The Asian buyers will drive a supertanker through any vestiges of the sanctions that may remain after the Sunday agreement in Geneva. As India’s ONGC (oil and gas commission) has frequently stated, it is ready and willing to move into Iran, to stop the decline in Iran’s oil production capacity, whenever it is politically feasible.

THE TRADERS IN A QUANDARY

The Emerging economies dependent on imported oil headed by China and India, in 2012 attained a larger role in world oil consumption than the developed OECD countries. While the OECD countries continue to “taper down” their oil needs and consumption, this is not the case in the Emerging economies despite a sharp cutback in oil demand growth rates since 2008.
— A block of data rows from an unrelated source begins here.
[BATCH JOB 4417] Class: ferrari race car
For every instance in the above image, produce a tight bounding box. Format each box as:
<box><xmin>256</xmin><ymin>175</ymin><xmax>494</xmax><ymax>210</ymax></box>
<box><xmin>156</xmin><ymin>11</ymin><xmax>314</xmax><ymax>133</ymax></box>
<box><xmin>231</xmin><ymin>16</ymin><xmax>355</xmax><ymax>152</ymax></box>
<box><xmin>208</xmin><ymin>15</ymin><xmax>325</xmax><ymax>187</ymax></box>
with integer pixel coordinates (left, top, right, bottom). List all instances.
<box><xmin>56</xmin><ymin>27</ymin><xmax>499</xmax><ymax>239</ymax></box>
As Indian political leaders have repeatedly said, they can use every additional barrel that Iran can produce and export when sanctions end. In addition, they are poised to work with Iran to enable it it to rapidly stop and reverse its oil production decline.

This sets several major questions for the “trader community”, more interested in algorithms than basic supply-demand fundamentals. For the traders, Iran sanctions seemed permanent, like QE or the growth of Facebook share “value”, but they now have to painfully readjust to a thing called the real world. In that strange real thing, Iran is a major oil producer probably able to achieve 5 Mbd output in a short period of time going forward. Its historic peak was 6.6 Mbd in 1976.

Taking account that the claimed impact of sanctions on its net export surplus were exaggerated, and net exports did not fall to “a little above 1 Mbd” under sanctions, its rebound potential measured in net export terms has probably been underestimated. This oil will primarily be shipped East, not West, meaning that the eastern hemisphere benchmark price – Brent – has to fall more than WTI. Facing up to this reality may be painful for traders, who have doggedly attempted to rebuild and relaunch the Brent premium against WTI in recent months.

To be sure, oil is the No 1 commodity trade and therefore the most price-manipulated. To what extent and how fast the “trader community” will bend to reality, however unwelcome that reality is, will be a spectacle we can watch on a daily basis.